Toute sa famille, désemparée, ne sait plus quoi penser. Personne ne veut croire qu’il est mort et le document du CTC ne le précise pas non plus. Personne n’avait cru non plus que le jeune homme pouvait être un terroriste, même si son nom et sa photo figurent depuis avril 2007 sur la liste des personnes recherchées pour leurs liens avec des groupes terroristes par les autorités marocaines. Ce cas n’est pas le seul.
Le coiffeur devenu « martyr » Au quartier Oulfa, les cas connus de jeunes partis en Irak sont nombreux. « Une famille a même reçu la dépouille d’un jeune en provenance de l’Irak. Tout le monde dit qu’il s’était fait exploser là bas », révèle un habitant du quartier. Mais quand la question est posée sur l’un ou l’autre jeune figurant sur le dernier rapport américain, les langues deviennent moins déliées. Les témoins potentiels ont tous peur d’être mêlés à une enquête policière sur un sujet aussi grave que celui du terrorisme.
C’est avec grande difficulté que nous avons recueilli les témoignages, peu prolixes, de certains membres de quelques familles citées dans le document du CTC. Le plus édifiant a été celui du frère du coiffeur chez qui Idriss et ses amis se réunissaient. Il s’agit de Abderrazak Kounima, 28 ans lui aussi. Il a quitté Casablanca un mois avant Idris sous prétexte qu’il allait se rendre en Arabie Saoudite pour se faire un peu plus d’argent. D’ailleurs, c’est de là qu’il a appelé sa famille au mois d’août 2006 pour la rassurer. Mais, il n’a plus donné signe de vie depuis. Jusqu’au jour où un étranger, avec un accent moyen-oriental, a appelé le frère d’Abderrazak pour lui dire que ce dernier est décédé en « martyr » en Irak.

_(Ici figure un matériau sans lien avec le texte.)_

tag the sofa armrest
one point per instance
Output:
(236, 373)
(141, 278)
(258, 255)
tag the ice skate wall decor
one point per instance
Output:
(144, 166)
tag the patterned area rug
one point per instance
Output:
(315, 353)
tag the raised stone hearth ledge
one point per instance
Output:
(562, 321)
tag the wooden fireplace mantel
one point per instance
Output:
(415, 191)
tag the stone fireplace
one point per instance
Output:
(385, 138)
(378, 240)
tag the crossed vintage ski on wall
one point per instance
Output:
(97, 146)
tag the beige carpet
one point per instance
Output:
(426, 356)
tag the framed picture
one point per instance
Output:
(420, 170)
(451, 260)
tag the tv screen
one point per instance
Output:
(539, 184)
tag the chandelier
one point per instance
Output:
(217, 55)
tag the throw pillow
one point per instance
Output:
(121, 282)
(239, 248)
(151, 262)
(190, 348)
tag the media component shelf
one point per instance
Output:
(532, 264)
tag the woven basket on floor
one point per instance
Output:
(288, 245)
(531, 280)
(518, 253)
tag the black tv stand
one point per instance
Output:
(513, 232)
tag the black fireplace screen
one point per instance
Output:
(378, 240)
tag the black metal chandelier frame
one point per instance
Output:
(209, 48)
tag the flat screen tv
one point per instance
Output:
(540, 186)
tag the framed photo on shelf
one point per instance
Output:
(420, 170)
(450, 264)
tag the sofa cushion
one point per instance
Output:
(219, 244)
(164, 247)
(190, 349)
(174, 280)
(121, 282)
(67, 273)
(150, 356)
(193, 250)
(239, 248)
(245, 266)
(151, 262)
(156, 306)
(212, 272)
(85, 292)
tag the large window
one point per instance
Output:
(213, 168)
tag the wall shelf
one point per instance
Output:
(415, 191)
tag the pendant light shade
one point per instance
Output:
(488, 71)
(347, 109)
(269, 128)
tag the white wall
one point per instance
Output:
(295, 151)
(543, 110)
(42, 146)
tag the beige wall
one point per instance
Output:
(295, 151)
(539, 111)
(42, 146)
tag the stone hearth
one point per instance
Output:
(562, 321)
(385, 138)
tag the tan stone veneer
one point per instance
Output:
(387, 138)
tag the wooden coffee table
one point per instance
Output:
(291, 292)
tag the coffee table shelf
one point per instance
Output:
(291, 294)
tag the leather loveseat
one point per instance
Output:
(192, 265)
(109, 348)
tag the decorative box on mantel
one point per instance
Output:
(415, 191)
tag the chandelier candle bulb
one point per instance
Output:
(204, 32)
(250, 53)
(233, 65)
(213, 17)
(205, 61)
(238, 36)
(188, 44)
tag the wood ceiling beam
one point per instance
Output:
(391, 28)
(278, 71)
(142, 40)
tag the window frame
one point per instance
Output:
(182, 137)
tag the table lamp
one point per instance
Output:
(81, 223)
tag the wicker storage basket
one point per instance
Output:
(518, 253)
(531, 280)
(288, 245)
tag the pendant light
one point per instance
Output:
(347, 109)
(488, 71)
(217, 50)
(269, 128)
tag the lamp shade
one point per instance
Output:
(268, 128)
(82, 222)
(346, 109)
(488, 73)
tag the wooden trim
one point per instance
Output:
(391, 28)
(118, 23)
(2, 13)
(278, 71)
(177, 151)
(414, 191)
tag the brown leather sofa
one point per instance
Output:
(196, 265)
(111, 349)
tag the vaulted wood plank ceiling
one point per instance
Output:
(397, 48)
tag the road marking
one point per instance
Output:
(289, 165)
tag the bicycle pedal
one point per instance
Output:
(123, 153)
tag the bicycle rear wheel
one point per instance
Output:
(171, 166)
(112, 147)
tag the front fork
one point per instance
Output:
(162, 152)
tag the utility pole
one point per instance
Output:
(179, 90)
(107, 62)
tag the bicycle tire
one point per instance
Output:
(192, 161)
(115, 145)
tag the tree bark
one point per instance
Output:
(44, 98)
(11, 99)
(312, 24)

Des témoignages concordants vont nous révéler que d’autres « combattants » partis d’Oulfa à destination de l’Irak se réunissaient chez le coiffeur. Mais, ce quartier n’est pas le seul à avoir abrité des « combattants » marocains partis en Irak. Dans le quartier de Sidi Maàrouf (et là encore il ne s’agit pas de bidonville), Mohamed Sakoute, 30 ans, marié et père de deux enfants, a tenté la même mésaventure. Si Abderrazak est passé par l’Arabie Saoudite et Idriss par la Turquie, lui est parti via la Libye.
L’avis de Mohamed Darif, politologue
« Le rapport corrige la vision qu’on avait sur le Maroc » Les individus qui figurent sur le rapport américain du Combating Terrorism Center (CTC) ne sont pas forcément des membres d’Al Qaïda. Ils sont plutôt des individus, recrutés peut-être par des membres d’Al Qaïda, mais qui ont pour objectif de défendre l’Islam. Ce sont les responsables opérationnels qui sont par contre des membres à part entière de l’Organisation. Mais, en fin de compte, membres ou recrues, tous servent les intérêts d’Al Qaïda.
Par ailleurs, il faut souligner que ce rapport du CTC ne reflète pas tout à fait la carte des combattants étrangers en Irak. Car, il ne s’agit là que d’un seul groupe de recruteurs, celui de Sinjar. Et il peut y en avoir une dizaine d’autres en Irak.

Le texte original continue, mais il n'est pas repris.